= Kormos =

Spirits in Turkic mythology

Kormos or Kormoz (Tuvan: кормос; Turkish: Körmöz or Körmös) are spirits in Turkic mythology and can also refer to ghosts or demons. "Kormos" means "does not see" or "blind" in Turkic languages. The word can also mean "mentally ill".

In Turkic mythology, Kormoses are devilish entities who live in Tamag, the underworld. Since a soul can turn into a Kormos after death, they are often associated with ancestral spirits. Other names used for them are Alban, Chahik, Ozor, and more.
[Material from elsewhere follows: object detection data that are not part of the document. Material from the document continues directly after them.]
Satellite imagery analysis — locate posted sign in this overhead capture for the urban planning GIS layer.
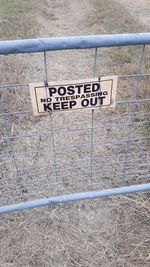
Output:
[29,76,117,115]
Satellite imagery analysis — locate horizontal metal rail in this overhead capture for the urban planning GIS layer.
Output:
[0,32,150,55]
[0,183,150,214]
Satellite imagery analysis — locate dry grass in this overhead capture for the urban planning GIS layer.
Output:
[0,0,150,267]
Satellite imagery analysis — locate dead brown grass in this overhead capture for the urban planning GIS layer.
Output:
[0,0,150,267]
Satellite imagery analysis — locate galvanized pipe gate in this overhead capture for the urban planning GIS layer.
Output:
[0,33,150,213]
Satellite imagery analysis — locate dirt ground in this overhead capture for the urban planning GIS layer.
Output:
[118,0,150,26]
[0,0,150,267]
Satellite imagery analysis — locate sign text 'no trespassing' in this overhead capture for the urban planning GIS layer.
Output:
[29,76,117,115]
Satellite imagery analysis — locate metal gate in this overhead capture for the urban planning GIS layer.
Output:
[0,33,150,213]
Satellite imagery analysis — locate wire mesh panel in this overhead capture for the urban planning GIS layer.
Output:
[0,34,150,214]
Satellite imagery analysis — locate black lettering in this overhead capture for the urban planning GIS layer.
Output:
[61,101,68,109]
[80,95,85,98]
[99,96,106,105]
[67,85,75,95]
[69,100,77,109]
[84,83,91,93]
[90,97,97,106]
[43,103,52,111]
[48,87,56,96]
[92,83,100,92]
[75,84,83,94]
[58,86,66,95]
[81,99,89,107]
[53,102,60,110]
[103,91,108,95]
[41,98,46,103]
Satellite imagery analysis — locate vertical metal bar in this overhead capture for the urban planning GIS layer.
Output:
[93,48,97,78]
[3,113,27,201]
[44,51,48,85]
[90,109,94,190]
[90,48,97,191]
[123,45,145,178]
[50,113,59,192]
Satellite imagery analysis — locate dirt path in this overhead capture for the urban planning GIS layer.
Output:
[118,0,150,27]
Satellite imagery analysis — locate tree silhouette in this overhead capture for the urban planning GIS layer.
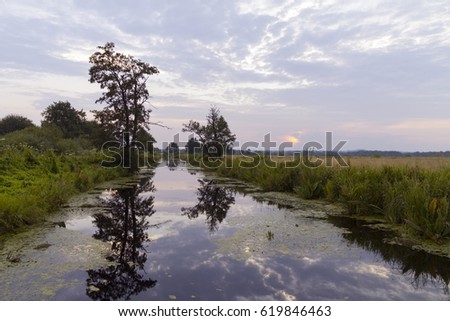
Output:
[181,179,235,232]
[86,174,157,300]
[182,107,236,157]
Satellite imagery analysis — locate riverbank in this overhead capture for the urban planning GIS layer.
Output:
[183,156,450,257]
[0,147,128,234]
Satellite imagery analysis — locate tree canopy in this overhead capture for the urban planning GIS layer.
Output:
[89,42,159,146]
[182,107,236,157]
[0,114,34,135]
[89,42,159,167]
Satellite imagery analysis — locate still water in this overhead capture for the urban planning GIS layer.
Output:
[0,166,450,300]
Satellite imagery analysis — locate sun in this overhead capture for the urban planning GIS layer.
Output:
[284,135,300,144]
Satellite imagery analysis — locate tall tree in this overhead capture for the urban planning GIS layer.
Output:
[0,114,34,135]
[182,107,236,157]
[41,101,86,138]
[89,42,159,167]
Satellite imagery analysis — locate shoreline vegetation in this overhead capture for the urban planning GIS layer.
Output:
[181,155,450,256]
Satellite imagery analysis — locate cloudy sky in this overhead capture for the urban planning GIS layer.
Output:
[0,0,450,151]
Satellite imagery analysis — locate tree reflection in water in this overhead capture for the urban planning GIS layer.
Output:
[181,179,235,232]
[86,177,157,300]
[329,216,450,294]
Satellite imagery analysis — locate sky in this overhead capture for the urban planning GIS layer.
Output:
[0,0,450,151]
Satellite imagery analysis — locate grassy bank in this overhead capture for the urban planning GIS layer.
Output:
[189,157,450,243]
[0,146,126,233]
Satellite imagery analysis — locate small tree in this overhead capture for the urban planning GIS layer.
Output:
[41,101,86,138]
[183,107,236,157]
[0,114,34,135]
[89,42,159,169]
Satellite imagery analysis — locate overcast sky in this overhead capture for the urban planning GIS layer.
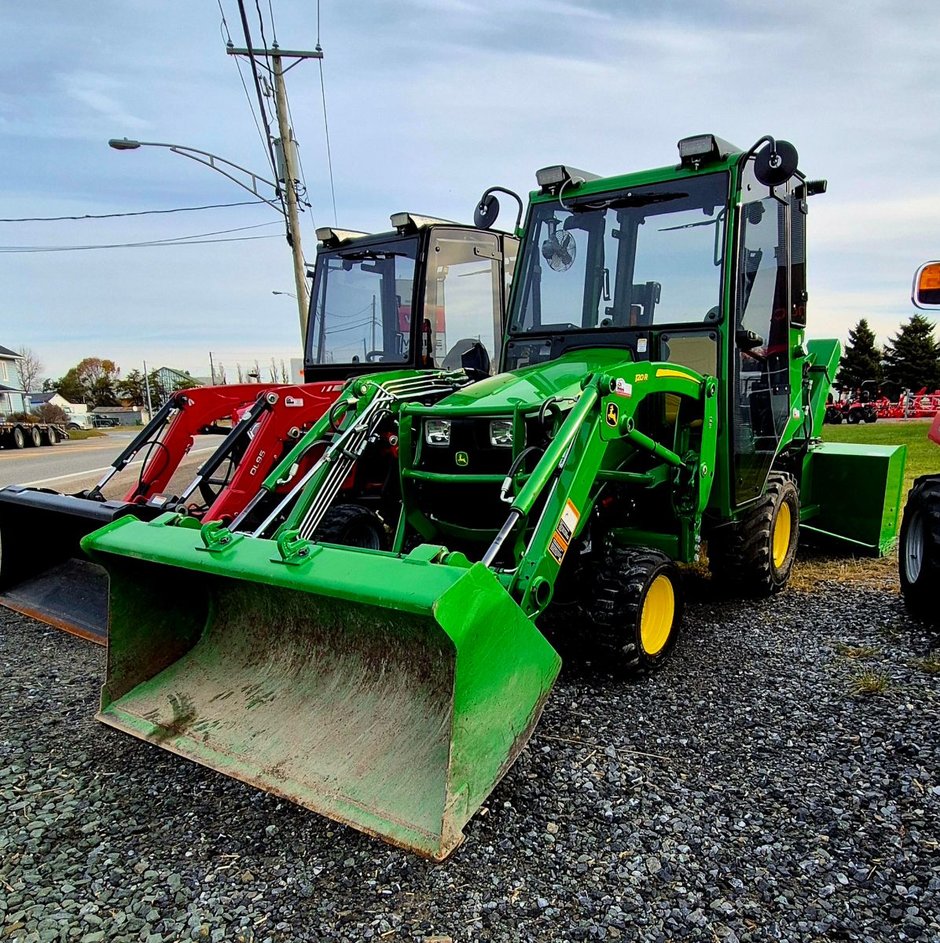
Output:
[0,0,940,384]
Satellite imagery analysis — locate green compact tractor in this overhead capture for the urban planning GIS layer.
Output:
[83,135,904,859]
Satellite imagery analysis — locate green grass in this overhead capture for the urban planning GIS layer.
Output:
[822,419,940,502]
[849,671,890,697]
[833,642,881,659]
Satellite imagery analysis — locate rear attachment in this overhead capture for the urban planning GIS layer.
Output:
[800,442,907,556]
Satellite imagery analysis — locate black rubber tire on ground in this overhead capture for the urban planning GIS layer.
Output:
[708,472,800,599]
[313,504,388,550]
[898,475,940,625]
[583,547,684,673]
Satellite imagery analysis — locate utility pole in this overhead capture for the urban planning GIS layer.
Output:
[372,295,375,350]
[225,43,323,338]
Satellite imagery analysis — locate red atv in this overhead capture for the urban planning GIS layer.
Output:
[898,262,940,625]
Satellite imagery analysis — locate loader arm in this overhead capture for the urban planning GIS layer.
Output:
[123,383,282,504]
[504,363,717,616]
[396,361,717,618]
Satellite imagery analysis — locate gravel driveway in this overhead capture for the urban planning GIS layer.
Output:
[0,584,940,943]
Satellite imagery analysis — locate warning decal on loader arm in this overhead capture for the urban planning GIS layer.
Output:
[548,501,581,565]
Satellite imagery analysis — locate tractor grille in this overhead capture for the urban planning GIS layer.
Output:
[419,418,513,529]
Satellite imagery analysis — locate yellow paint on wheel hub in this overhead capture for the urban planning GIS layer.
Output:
[771,502,793,570]
[640,574,676,655]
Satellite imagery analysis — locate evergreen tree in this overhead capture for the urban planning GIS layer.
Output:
[884,314,940,393]
[836,318,882,390]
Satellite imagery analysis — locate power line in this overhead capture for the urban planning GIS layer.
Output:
[0,235,281,255]
[0,223,280,252]
[0,200,267,223]
[268,0,277,44]
[314,0,338,226]
[317,56,338,226]
[216,0,267,160]
[238,0,283,183]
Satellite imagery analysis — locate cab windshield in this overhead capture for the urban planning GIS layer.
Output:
[307,239,418,364]
[510,173,728,334]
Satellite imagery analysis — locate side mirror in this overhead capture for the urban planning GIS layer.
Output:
[911,262,940,311]
[734,328,764,352]
[754,139,800,187]
[473,193,499,229]
[460,341,491,380]
[473,187,522,233]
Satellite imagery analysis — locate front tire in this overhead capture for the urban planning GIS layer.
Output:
[708,472,800,598]
[586,547,684,673]
[898,475,940,624]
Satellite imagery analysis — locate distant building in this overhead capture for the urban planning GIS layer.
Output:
[0,347,26,393]
[29,392,88,416]
[91,406,150,426]
[0,347,27,418]
[153,367,204,406]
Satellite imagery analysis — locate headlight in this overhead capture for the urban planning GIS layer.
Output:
[424,419,450,445]
[490,419,512,449]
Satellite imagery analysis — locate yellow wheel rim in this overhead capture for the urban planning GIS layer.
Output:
[640,574,676,655]
[771,501,793,570]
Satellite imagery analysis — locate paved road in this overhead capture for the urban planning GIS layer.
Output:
[0,432,222,497]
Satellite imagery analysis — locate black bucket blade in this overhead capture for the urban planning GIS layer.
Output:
[0,485,159,645]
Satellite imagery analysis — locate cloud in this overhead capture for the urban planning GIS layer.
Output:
[56,72,148,130]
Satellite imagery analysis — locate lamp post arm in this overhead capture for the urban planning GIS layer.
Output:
[108,138,285,216]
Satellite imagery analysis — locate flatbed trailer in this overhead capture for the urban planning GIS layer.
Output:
[0,419,69,449]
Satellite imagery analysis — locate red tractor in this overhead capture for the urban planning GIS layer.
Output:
[0,213,518,641]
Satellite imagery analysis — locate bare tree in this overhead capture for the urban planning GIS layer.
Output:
[16,347,42,393]
[269,357,290,383]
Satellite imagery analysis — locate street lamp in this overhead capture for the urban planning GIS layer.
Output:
[108,138,309,339]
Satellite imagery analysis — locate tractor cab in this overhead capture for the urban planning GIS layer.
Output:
[304,213,518,382]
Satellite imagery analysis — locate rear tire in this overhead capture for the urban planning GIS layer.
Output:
[313,504,388,550]
[585,547,684,673]
[898,475,940,624]
[708,472,800,598]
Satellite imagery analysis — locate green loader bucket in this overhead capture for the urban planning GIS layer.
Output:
[83,519,561,860]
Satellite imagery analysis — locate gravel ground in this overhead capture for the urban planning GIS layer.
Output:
[0,584,940,943]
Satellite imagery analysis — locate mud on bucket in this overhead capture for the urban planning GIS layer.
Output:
[86,525,560,859]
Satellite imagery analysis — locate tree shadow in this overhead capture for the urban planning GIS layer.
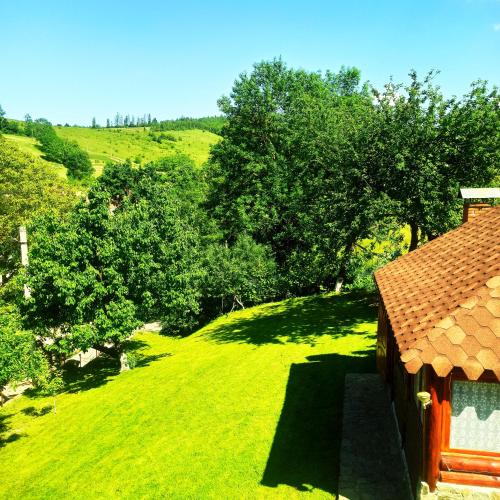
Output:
[24,339,171,399]
[207,293,376,345]
[0,413,26,448]
[261,351,375,495]
[21,405,52,417]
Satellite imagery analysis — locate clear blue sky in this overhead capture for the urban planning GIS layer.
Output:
[0,0,500,124]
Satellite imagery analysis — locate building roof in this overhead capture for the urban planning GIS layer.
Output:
[460,188,500,200]
[375,206,500,380]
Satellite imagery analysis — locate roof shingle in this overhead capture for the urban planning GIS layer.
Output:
[375,206,500,380]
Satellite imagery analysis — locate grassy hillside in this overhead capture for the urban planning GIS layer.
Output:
[0,295,376,499]
[3,134,66,179]
[55,127,219,174]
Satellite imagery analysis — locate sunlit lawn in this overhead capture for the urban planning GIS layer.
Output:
[0,295,375,499]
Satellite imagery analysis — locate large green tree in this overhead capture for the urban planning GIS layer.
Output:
[209,60,376,293]
[371,71,500,250]
[0,302,48,405]
[24,158,207,368]
[0,137,77,281]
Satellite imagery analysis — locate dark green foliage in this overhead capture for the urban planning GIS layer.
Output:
[0,137,76,279]
[209,61,373,293]
[208,60,500,293]
[371,71,500,249]
[0,302,47,392]
[151,116,226,134]
[203,235,277,315]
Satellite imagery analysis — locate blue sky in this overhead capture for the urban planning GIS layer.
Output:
[0,0,500,124]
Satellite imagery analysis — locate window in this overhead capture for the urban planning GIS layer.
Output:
[450,380,500,453]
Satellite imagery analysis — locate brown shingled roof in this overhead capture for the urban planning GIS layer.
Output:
[375,206,500,380]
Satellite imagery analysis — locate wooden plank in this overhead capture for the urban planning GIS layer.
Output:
[441,453,500,476]
[441,471,500,488]
[426,374,443,491]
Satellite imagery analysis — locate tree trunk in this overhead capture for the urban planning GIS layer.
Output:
[120,351,130,372]
[408,222,418,252]
[335,239,356,292]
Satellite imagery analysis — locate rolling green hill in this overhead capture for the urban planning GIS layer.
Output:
[0,294,376,499]
[2,134,66,179]
[55,127,219,175]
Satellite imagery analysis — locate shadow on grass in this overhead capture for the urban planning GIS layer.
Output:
[261,351,375,495]
[24,339,172,398]
[21,405,52,417]
[208,293,376,345]
[0,413,26,448]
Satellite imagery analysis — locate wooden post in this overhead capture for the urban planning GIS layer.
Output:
[426,373,443,491]
[19,226,31,298]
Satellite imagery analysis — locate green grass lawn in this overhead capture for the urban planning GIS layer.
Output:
[55,127,220,175]
[0,294,376,499]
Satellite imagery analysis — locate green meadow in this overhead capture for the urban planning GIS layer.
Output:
[0,294,376,499]
[55,127,220,174]
[2,134,66,179]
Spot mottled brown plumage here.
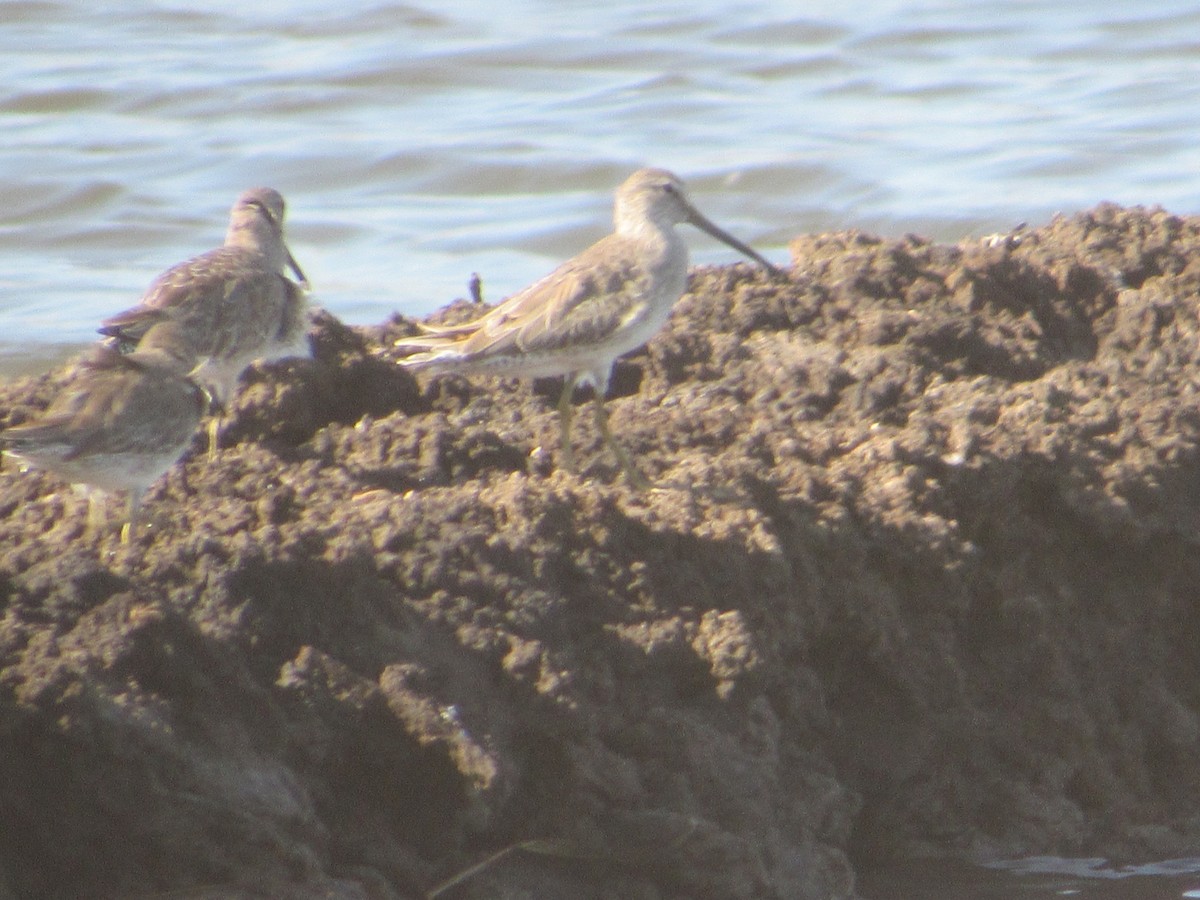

Angelic Kormoses, who help and protect humans are under Ülgen's command. Demonic Kormoses [also called "Sokor Körmös" (blind angel)], who commonly dwell in the underworld and harm humans, are controlled by Erlik. Remaining Kormoses are those who are not particularly good or evil and roam the Earth while suffering in a pathetic state. The idea of Körmös as a "blind angel" might have been influenced by the Islamic concepts of fallen angels.

Souls turned into Demonic Kormoses after death can escape the torment and ascend to Uçmag if the good in their core overweighs their evil.

==Features==

They are all both good and evil spirits. Their chief is Körmös Khan. They are generally treated with a triple classification:
- Souls living on the earth.
- Souls living in underground (Tamag).
- Souls living in the sky (Uçmag).

The Kormos mostly appear at sunset and at sunrise. That is why these times are considered dangerous. People are discouraged from being awake at these times. They can capture people's souls. The concept of the blind is used for mental or mental illness. In Yakutas, the wandering souls of the dead are called Uğör (Yör). The belief that the souls of the people who died have turned into Körmös is common. Obun the souls of people who died as a result of an accident, those who committed suicide are called Alban. The souls of ancestors are called Ozor. Their leader is known as Kürmez Han. These Kormos are divided into three types:

- Arug (Arı) Körmös: Angelic Kormoses. They protect and help the humans who do good deeds. They're at Ülgens command. They try to keep the balance on earth.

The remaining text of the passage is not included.